When I advise undergraduate students -- I do next to no advising of our masters students -- they ask what kinds of jobs they can get, and the first thing I tell them is that it's highly unlikely it will have the word 'economist' in the title. Instead, I tell them they are trained to analyze, so look for the word 'analyst' in the job title. That opens up many jobs; it won't be apparent they fit the job, but I tell them their more liberal artsy background (versus the student graduating from our business school) makes them more adaptable. They should have a story to tell of how this is so, I explain. They will be thinking like an economist, we hope, but not called such.

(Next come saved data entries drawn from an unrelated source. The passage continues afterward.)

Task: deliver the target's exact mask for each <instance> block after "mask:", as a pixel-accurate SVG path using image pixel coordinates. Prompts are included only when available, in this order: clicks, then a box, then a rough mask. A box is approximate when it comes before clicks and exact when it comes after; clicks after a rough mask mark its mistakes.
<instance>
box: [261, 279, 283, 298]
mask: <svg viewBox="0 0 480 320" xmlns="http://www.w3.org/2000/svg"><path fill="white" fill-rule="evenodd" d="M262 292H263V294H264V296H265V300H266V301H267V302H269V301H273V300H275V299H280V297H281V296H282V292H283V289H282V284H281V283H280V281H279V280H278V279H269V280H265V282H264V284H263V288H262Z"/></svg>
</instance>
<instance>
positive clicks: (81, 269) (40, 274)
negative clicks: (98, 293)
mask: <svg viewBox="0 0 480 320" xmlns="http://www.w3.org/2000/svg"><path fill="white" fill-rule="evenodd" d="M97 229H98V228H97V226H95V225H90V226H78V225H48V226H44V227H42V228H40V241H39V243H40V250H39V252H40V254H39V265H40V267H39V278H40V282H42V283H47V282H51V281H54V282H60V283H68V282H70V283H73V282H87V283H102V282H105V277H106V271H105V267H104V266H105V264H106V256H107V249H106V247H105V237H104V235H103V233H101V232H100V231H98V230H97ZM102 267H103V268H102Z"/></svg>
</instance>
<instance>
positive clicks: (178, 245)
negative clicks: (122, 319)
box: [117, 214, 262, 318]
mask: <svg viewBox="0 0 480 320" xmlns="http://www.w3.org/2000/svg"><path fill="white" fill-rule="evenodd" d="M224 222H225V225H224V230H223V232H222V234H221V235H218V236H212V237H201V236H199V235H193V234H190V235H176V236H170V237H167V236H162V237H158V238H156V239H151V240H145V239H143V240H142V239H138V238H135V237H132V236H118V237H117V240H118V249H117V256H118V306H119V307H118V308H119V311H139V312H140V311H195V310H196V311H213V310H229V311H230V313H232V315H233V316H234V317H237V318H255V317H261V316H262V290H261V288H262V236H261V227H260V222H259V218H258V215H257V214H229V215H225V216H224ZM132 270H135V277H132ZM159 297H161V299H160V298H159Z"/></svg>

But I think, to expand on the linked post, that calling oneself an economist has to mean more than "studying the economy" or being "a labor expert." I think it means some commitment to understanding human action as rational (or, to use the title of Mises' book, Human Action is intentional or purposeful.) It understands incentives as powerful; it understands that all human actions have costs; it understands decision making as happening at the margin. To go back to the heterodox post earlier today, that understanding still allows a well-populated spectrum of beliefs on policy issues. One can certainly stand on the spectrum without that understanding and talk about trade or labor, and one can probably call that talk "economics", but should get your card as an economist? I wouldn't give it to you. We cannot call economics a discipline without some disciplinary standards.